Fechei o meu caixa um pouco antes, como era o procedimento de irmos fechando gradualmente, acertei as contas na tesouraria e ainda havia dois caixas funcionando. Antes de sair, peguei um carrinho e fui para os corredores comprar o que eu queria, mas percebi logo que todos me olhavam estranho, as operadoras dos caixas, as encarregadas, os seguranças, todos me olhavam atravessado. Apressei-me em pegar o que eu queria o mais rápido possível, pois eu sabia que todo mundo ali queria ir embora, só que ainda havia uns dois clientes na loja e eu sabia que não estava atrasando ninguém.

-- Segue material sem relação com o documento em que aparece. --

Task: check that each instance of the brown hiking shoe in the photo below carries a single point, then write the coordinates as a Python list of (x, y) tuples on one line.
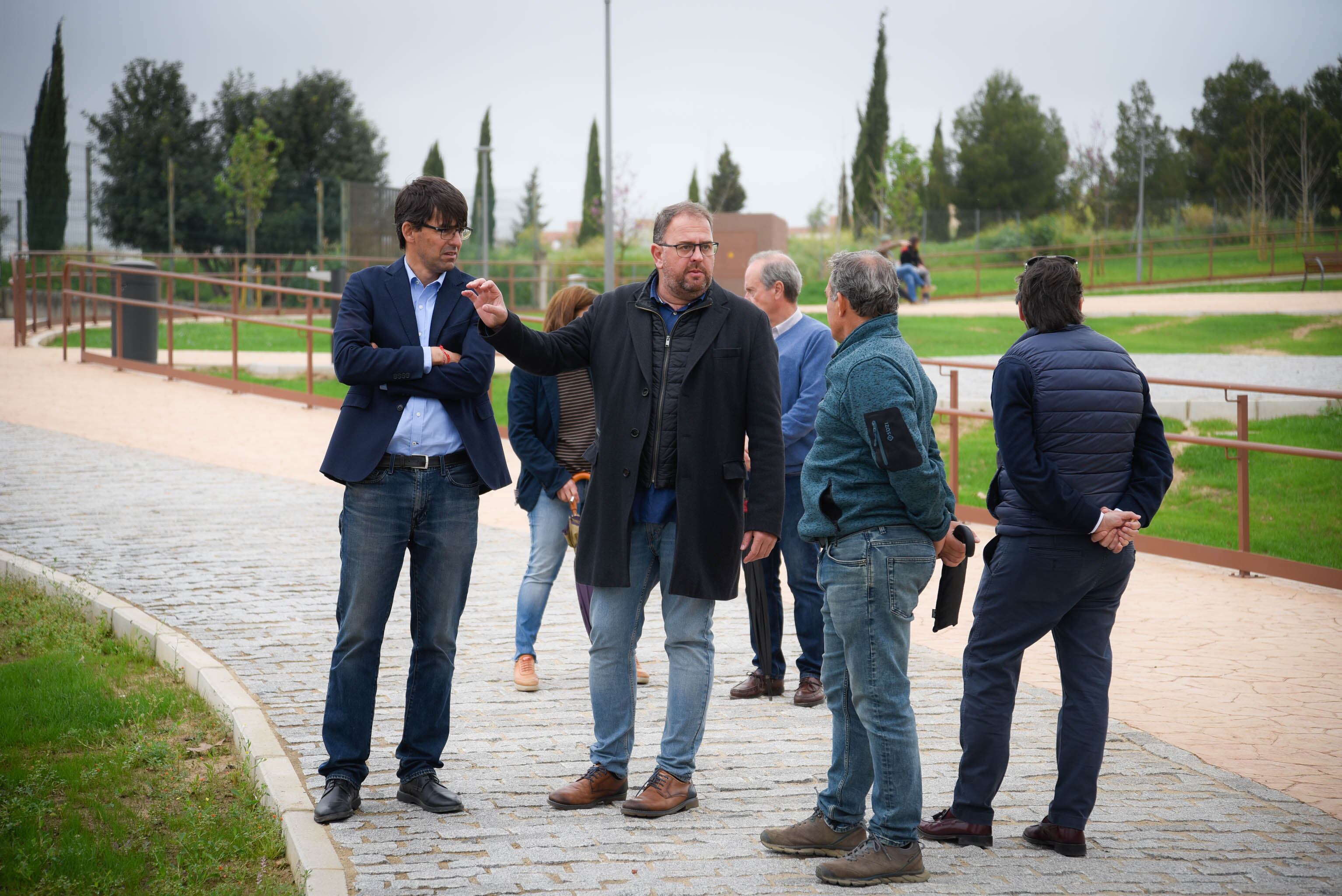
[(814, 837), (757, 686), (664, 794), (596, 788), (875, 863)]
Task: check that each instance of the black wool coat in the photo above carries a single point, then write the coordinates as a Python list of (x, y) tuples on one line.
[(730, 393)]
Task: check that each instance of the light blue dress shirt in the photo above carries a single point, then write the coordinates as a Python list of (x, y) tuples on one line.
[(425, 427)]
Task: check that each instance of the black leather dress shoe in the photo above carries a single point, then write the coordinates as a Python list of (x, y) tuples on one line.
[(427, 792), (339, 801)]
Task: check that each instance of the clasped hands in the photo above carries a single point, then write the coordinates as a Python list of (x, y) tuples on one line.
[(1117, 529)]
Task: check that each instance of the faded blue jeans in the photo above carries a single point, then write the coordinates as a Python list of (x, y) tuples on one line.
[(873, 580), (616, 623), (431, 513)]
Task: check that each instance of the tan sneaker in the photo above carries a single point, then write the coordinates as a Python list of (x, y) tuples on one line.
[(814, 837), (875, 863), (524, 674)]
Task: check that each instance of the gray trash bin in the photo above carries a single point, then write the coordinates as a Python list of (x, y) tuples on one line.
[(339, 278), (140, 341)]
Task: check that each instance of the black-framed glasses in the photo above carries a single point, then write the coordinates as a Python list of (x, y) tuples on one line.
[(1066, 258), (449, 232), (686, 250)]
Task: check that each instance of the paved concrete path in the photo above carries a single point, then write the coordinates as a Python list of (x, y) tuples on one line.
[(248, 565)]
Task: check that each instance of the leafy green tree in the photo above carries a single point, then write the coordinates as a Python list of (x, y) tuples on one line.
[(937, 195), (725, 189), (484, 175), (150, 120), (250, 175), (434, 163), (47, 179), (527, 228), (1011, 152), (1164, 163), (592, 222), (327, 137), (906, 176), (873, 136), (1224, 128)]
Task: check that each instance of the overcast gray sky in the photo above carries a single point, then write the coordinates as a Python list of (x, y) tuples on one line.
[(777, 81)]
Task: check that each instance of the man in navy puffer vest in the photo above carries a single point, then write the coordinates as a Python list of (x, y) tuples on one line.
[(1082, 463)]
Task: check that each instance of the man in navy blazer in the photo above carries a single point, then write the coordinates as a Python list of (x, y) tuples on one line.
[(415, 447)]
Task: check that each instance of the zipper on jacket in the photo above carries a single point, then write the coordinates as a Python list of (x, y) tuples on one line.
[(662, 395)]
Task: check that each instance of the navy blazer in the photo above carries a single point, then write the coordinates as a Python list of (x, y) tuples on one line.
[(376, 309)]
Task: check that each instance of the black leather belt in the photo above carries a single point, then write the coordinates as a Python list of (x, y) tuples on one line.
[(423, 462)]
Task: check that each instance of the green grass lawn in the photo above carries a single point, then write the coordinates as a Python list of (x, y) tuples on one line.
[(1287, 495), (116, 778)]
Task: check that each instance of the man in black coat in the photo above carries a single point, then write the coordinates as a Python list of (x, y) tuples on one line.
[(684, 373)]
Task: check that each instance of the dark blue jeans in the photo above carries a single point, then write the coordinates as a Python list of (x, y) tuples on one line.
[(1035, 585), (802, 558), (431, 513)]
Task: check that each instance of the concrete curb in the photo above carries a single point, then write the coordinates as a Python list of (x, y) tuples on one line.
[(309, 847)]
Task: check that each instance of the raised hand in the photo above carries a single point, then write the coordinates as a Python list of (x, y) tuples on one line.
[(489, 302)]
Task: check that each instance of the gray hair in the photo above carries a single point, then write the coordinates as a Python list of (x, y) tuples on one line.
[(671, 212), (867, 280), (779, 269)]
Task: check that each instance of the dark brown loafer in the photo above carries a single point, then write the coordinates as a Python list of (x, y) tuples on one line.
[(945, 827), (757, 686), (810, 693), (1065, 841), (596, 788), (665, 794)]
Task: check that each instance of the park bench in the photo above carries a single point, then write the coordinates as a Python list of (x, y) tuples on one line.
[(1321, 262)]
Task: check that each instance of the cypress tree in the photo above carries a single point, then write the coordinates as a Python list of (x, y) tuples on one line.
[(484, 174), (725, 189), (939, 189), (47, 182), (592, 220), (869, 161), (434, 163)]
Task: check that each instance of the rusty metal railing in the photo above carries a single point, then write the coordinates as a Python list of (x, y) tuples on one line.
[(1243, 560)]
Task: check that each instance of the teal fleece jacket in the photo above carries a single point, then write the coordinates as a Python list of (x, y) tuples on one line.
[(875, 461)]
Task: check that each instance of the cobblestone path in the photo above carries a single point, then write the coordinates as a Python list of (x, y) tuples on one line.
[(248, 565)]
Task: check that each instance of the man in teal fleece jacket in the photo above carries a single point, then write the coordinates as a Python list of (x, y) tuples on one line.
[(877, 501)]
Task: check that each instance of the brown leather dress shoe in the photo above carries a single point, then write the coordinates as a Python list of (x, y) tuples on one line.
[(596, 788), (757, 686), (810, 693), (665, 794), (1065, 841), (945, 827)]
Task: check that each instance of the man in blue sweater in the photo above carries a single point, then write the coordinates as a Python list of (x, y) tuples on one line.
[(877, 501), (804, 344), (1077, 436)]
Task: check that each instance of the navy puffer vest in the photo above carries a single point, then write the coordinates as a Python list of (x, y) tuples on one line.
[(1087, 408)]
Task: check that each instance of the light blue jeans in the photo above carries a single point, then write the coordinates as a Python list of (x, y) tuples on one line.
[(548, 520), (871, 581), (616, 623)]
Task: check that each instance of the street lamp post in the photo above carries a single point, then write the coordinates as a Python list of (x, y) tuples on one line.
[(608, 208)]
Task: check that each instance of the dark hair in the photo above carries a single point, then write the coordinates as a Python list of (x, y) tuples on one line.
[(566, 305), (671, 212), (423, 196), (1050, 296)]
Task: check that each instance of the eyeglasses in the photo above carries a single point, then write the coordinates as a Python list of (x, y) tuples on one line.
[(449, 232), (686, 250), (1066, 258)]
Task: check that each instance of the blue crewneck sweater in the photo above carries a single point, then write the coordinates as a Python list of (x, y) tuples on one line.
[(803, 353)]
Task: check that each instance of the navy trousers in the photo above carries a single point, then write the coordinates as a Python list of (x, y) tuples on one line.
[(1035, 585)]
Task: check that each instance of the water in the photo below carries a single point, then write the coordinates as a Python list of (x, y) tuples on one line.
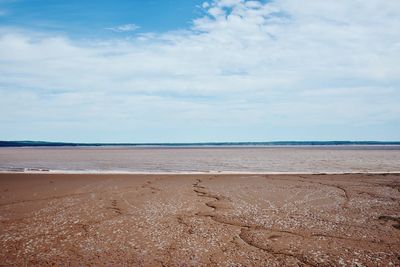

Quando cheguei a um dos caixas que ainda estavam abertos para passar minhas compras, o gerente me barrou, mandou que eu deixasse tudo, disse que eu não podia comprar ali porque eu era funcionária e estava atrasando as outras.
Eu briguei, discuti, falei, porque nunca fui de levar desaforo pra casa, consegui passar minhas compras e consegui passar muita vergonha também. Aquela foi à gota d’água, trabalhei mais uma quinzena para fechar o mês de salário e pedi a conta, eu não poderia continuar trabalhando em uma empresa que não respeita os funcionários, um lugar de onde, todos os dias, um empregado sai chorando, ou constrangido, como foi o meu caso.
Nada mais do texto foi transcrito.